Citing cases that included Villanova v. Abrams, 972 F. 2d 792 (7th Cir. 1992), Rowland wrote the 7th U.S. Circuit Court of Appeals and judges in the Northern District of Illinois “have analogized the emergency commitment procedures of the Illinois Code to the constitutional requirements for a lawful arrest” when determining if a commitment complied with the U.S. Constitution.
“Just as a warrant cannot pass constitutional muster if it relies on knowing or reckless false statements,” Rowland wrote, citing Knox v. Smith, 342 F.3d 651 (7th Cir. 2003), “a deliberately false certification of mental illness is inconsistent with the Code and, by extension, due process.”
Both Lawrence’s due process claim and his unlawful seizure theory are based on the contention that false information — the assertion that he was still mentally ill — was intentionally included in the petition, Rowland wrote.
That contention, she wrote, is sufficient to state a claim for relief.
Rowland denied Corcoran’s motion to dismiss Lawrence’s suit.
In September 2017, Lawrence was found incompetent to stand trial on charges of arson and criminal damage to property.
He was found not guilty by reason of insanity on those charges in February 2018.
Lawrence was committed to the Illinois Department of Human Services for inpatient mental health treatment after he was found incompetent and he continued to receive treatment following the verdict of not guilty.
Lawrence initially was placed in the Chester Mental Health Center. He was moved to Elgin in August 2018.
Because of negative side effects, Lawrence stopped taking psychotropic drugs while he was at Chester. His doctor agreed to that move.
Lawrence started taking psychotropic drugs again after he moved to Elgin, but stopped in September 2018.
Lawrence maintains his symptoms went into a “substantial remission” while he was at Chester and he continued to recover at Elgin.
Lawrence’s so-called Thiem date, or the date his commitment was to expire, was March 20, 2019.
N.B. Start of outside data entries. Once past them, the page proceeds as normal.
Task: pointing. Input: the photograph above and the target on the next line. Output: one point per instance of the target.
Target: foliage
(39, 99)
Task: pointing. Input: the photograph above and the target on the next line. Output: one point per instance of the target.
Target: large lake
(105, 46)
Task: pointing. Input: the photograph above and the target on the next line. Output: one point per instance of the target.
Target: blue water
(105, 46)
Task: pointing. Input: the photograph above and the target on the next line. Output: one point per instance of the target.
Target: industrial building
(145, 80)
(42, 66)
Expiration dates for defendants found not guilty by reason of insanity are determined under the rule set out in People v. Thiem, 403 N.E.2d 647 (1980). The commitment period may not be longer than the maximum time the patient could have been required to serve if convicted of the most serious crime charged.
Lawrence’s father arrived at Elgin on March 20, but was not allowed to take his son home.
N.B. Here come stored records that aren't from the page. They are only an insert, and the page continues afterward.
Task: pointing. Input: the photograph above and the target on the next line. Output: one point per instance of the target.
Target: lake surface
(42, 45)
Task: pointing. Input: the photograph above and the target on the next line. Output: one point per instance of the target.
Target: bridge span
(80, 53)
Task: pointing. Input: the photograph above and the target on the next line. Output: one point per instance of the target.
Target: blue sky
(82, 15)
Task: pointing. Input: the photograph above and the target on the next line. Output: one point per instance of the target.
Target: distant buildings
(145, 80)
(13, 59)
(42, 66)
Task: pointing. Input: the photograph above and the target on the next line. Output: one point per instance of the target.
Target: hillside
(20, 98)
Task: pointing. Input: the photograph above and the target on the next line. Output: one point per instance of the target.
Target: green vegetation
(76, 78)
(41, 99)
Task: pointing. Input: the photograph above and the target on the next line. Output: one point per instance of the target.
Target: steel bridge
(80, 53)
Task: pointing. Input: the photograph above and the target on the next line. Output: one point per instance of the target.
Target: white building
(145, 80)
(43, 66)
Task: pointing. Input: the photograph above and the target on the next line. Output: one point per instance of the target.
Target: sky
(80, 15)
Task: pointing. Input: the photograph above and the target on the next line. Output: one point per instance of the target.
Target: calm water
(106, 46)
That day, the involuntary civil commitment petition alleging Lawrence was mentally ill and a danger to himself or others was filed in Kane County Circuit Court.
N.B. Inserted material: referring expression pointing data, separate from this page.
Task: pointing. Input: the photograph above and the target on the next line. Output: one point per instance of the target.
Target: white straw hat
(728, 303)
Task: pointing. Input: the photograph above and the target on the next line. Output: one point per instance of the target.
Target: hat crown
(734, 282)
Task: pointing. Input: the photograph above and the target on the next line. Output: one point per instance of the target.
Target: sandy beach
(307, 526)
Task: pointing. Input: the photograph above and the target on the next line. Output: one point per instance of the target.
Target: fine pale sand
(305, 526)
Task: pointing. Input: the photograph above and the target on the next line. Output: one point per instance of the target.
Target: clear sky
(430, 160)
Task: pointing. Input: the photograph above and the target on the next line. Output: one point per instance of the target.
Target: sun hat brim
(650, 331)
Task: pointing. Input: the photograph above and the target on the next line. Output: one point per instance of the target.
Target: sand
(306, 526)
Lawrence was forced to stay at Elgin for another 90 days. He was released on June 20, 2019.
Lawrence filed his suit against Corcoran the following month, alleging the administrator sought the 90 extra days of commitment as a punishment for Lawrence’s refusal to take psychotropic medication.
Lawrence contends Corcoran has created an environment at Elgin that leads medical personnel under his supervision to fear losing their jobs if they do not coerce patients into taking psychotropic medication.
In her opinion, Rowland held Lawrence sufficiently alleged Corcoran was personally involved in the purported violation of his rights.
Such an allegation is needed to state a claim for supervisory liability under Section 1983 of the Civil Rights Act of 1871, Rowland wrote.
The case is Denzil Lawrence v. James P. Corcoran, No. 19 C 5078.
Lawrence is represented by S. Randolph Kretchmar and Joseph J. Cecala of Kretchmar & Cecala P.C. in Wilmette.
Kretchmar described Corcoran as “one of the prime movers in this psychiatric fiasco.”
“For years we have been aware of multiple, consistent complaints by patients and their families that staff and administrative officials in the [Illinois Department of Human Services] falsify medical records and lie to courts to keep patients hospitalized and force them to accept debilitating drugs,” Kretchmar said in a statement.
“Illinois taxpayers foot the bill for $800 plus per patient per day, and get no benefit of medical help for anyone, or of improved community safety.”
Corcoran is represented by Illinois Assistant Attorney General Hal Dworkin.
A spokesperson for the Department of Human Services could not be reached for comment.